The Simandou North blocks 'are considered to hold high-grade (60-68 percent) iron ore deposits," according to BSG's Web site. Vale's massive Carajas mine in northern Brazil is seen as one of the world's best deposits and holds ore grades of 66 percent Fe.
The joint venture will renovate 660 kilometres (410 miles) of railway on which Vale plans to export the ore via Liberia. The statement did not provide estimates on the quantity of reserves that the Simandou properties could hold nor on the amount of iron they could produce.
BSG Resources, with oil and gas projects in Russia and Nigeria, copper, diamonds and iron ore mines in Africa, and an engineering arm, is controlled by Israeli billionaire diamond trader Beny Steinmetz.

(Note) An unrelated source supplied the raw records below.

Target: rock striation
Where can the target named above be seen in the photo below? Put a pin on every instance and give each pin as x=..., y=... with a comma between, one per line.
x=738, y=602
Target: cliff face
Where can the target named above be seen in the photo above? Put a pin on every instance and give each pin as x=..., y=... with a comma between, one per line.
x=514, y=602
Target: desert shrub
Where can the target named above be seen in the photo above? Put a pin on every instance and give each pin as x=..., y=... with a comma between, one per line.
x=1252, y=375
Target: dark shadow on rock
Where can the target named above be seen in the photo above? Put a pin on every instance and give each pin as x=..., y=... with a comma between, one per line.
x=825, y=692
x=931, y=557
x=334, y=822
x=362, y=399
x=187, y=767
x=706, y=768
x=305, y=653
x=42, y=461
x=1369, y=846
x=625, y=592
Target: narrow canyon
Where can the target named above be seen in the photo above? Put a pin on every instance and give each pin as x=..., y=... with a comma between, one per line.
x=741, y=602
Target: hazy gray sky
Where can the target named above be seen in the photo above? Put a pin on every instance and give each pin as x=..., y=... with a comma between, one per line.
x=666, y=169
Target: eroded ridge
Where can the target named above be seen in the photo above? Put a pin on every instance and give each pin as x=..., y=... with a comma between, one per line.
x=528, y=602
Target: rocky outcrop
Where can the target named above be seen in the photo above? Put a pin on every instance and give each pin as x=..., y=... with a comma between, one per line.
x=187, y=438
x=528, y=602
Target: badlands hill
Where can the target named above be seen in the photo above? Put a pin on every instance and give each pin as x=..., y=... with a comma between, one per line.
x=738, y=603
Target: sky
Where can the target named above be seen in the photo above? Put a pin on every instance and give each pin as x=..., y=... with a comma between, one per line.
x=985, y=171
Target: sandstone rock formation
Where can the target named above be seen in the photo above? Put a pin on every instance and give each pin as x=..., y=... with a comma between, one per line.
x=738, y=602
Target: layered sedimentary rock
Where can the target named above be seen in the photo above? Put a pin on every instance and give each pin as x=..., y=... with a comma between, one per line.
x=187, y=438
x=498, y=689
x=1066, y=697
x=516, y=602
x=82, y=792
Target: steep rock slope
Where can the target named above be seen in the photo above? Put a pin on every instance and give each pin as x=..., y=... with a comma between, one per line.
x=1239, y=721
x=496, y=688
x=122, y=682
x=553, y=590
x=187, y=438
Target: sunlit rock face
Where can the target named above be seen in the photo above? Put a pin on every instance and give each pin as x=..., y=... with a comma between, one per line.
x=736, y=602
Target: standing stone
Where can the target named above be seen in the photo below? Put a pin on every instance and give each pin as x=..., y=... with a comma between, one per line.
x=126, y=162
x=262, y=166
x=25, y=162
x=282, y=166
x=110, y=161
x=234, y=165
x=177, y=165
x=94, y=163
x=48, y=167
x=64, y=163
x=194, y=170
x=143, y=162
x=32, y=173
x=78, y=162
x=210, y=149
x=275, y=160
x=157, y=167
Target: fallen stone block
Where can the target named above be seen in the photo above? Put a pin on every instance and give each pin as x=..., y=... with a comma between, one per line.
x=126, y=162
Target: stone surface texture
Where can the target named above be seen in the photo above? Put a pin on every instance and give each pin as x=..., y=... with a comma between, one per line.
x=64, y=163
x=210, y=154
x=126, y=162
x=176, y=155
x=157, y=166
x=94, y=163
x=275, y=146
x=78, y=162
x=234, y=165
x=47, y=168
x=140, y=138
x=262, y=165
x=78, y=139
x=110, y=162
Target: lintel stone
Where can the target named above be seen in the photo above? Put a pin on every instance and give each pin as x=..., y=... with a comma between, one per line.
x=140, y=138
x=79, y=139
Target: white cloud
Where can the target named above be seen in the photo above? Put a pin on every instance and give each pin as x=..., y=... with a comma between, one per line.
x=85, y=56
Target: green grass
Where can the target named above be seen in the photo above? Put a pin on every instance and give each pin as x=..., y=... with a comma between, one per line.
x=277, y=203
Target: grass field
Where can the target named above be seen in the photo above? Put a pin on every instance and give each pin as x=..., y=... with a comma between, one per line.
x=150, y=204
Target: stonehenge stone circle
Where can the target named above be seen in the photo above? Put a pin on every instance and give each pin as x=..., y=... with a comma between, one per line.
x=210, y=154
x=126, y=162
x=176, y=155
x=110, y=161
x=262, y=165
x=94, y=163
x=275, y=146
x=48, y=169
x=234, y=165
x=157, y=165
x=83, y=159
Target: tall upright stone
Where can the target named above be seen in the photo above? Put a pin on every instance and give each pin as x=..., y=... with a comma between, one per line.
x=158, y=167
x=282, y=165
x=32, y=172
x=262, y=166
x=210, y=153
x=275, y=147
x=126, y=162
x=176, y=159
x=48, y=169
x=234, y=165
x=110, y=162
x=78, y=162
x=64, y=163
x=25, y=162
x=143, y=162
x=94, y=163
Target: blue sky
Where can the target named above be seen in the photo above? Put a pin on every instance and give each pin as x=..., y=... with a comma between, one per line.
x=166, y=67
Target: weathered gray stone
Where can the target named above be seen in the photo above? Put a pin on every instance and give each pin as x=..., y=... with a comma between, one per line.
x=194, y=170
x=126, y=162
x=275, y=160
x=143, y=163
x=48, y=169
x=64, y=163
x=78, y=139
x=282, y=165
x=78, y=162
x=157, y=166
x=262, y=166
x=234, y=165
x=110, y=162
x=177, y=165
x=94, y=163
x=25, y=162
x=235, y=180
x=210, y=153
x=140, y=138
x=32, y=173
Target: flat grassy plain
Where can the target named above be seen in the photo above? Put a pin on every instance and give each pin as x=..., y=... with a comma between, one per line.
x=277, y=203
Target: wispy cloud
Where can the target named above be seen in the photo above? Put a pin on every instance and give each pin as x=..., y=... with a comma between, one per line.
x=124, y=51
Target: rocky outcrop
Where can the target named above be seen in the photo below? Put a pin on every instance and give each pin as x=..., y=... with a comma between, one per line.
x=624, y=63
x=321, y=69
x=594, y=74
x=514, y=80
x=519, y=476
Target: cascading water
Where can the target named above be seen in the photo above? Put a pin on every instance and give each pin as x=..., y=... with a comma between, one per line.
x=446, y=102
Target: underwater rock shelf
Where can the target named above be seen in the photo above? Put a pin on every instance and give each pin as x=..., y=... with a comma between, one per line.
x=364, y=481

In addition to the Guinea deal, Vale is in talks with Liberia, Guinea's southern neighbour about a possible concession there, and may seek a stake in the Belinga iron ore project in Gabon.
The Belinga concession was awarded to a Chinese firm ahead of Vale in 2006, but Gabon is reviewing the deal. Analysts believe a Chinese company will lead the project and they expect Vale to take a technical or environmental role.
In March, Chinese metals group Chinalco signed a joint venture agreement with Rio Tinto to develop another iron ore project in Guinea.
The West African country is due to hold elections in late June, a pivotal moment in its planned transition from military rule to democratic government.